It has been reported previously that the alignment of local and global cues can enhance performance on many basic, low-level tasks. Using a contour detection task, Field, Hayes, and Hess (
1993) report that performance decreases as the degree of collinearity between the local Gabor patches and the global contour axis is reduced. A similar dependence on the coalignment between the local Gabor patches and the global axis of the stimulus underlies contrast facilitation and discrimination tasks (e.g., Bonneh & Sagi,
1998; Cannon & Fullenkamp,
1991; Kapadia, Ito, Gilbert, & Westheimer,
1995). More recently, the relative importance of both local and global cues has been examined in more higher level processes such as binocular rivalry. Silver and Logothetis (
2004) found that the perceptual grouping of dot arrays without any change in low-level stimulus features could alter dominance periods in rivalry. Using biological motion to induce perceptual grouping, Watson et al. (
2004) report rivalry between point-light walkers that occurs due to high-level perceptual grouping rather than low-level cues, since at the local level these stimuli would fail to initiate rivalry. Consistent with this finding of global dominance, Andrews and Lotto (
2004) report that rivalry can occur between physically identical monocular stimuli if they elicit different higher level percepts.
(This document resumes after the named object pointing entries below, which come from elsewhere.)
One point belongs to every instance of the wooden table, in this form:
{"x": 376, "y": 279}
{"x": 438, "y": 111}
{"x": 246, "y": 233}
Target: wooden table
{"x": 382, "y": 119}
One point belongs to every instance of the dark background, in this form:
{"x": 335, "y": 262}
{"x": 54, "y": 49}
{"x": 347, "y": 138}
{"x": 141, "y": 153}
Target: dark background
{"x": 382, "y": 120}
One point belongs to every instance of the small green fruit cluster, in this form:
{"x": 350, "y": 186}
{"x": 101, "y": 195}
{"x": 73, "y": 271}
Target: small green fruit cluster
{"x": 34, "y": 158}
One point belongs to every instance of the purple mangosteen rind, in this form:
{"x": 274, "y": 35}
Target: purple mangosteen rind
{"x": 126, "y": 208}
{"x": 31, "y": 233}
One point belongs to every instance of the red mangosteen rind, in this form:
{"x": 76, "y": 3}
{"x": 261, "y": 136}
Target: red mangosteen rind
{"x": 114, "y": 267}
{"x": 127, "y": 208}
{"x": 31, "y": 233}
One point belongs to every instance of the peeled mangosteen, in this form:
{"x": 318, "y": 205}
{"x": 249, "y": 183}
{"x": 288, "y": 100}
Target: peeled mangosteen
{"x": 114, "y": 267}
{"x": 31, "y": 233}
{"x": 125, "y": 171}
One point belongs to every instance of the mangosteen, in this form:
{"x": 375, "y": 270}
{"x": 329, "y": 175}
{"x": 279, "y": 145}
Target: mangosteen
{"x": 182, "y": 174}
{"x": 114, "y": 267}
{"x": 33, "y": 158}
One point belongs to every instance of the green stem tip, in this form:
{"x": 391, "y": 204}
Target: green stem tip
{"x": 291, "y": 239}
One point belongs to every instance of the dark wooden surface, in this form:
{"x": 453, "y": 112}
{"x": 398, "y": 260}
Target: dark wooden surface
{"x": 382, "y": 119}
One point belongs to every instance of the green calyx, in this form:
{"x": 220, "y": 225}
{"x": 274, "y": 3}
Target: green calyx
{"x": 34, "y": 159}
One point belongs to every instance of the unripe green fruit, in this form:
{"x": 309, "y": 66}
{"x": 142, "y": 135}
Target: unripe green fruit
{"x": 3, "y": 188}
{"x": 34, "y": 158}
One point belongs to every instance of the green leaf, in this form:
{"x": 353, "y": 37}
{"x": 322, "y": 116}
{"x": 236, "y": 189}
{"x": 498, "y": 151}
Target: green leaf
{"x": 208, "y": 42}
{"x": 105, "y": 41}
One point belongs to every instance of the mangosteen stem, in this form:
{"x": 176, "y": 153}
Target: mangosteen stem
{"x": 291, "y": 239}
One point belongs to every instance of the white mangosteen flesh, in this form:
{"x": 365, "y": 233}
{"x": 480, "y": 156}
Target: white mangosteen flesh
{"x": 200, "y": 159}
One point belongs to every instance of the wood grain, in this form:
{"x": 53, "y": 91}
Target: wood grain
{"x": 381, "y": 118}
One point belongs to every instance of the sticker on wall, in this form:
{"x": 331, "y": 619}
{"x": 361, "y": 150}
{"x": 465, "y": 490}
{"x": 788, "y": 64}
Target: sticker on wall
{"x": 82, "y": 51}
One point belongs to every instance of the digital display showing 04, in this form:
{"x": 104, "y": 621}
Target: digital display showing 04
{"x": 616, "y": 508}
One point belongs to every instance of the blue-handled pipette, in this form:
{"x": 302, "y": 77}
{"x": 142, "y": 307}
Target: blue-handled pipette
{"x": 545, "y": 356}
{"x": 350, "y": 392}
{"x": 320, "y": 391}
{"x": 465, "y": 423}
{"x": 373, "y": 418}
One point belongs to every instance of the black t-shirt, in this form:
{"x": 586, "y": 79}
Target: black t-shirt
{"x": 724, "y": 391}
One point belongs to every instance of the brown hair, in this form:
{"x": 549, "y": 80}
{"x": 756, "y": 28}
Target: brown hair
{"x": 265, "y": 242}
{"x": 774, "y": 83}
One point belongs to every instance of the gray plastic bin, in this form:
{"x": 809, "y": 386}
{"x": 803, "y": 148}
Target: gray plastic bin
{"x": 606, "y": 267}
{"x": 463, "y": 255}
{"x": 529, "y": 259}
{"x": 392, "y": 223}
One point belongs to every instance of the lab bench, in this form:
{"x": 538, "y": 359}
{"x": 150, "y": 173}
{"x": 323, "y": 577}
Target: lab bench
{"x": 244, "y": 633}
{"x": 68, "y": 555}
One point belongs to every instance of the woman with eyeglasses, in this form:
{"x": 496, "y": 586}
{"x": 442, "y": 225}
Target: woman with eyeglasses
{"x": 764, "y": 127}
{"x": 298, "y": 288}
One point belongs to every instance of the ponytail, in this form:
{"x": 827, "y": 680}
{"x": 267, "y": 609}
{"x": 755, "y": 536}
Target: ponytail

They also show that physically different stimuli that would otherwise cause rivalry fail to do so if they are perceived as belonging to the same object. However, Carlson and He (
2004) examined this issue using bar and grating stimuli and report that rivalry was due to the local interactions, not global percepts. Our results using bistable stimuli support the former findings whereby global cues in the stimulus alter the stability of one sphere's direction of rotation. In order to achieve a unidirectional motion percept, the visual system overrules local motion signals in half of the stimulus.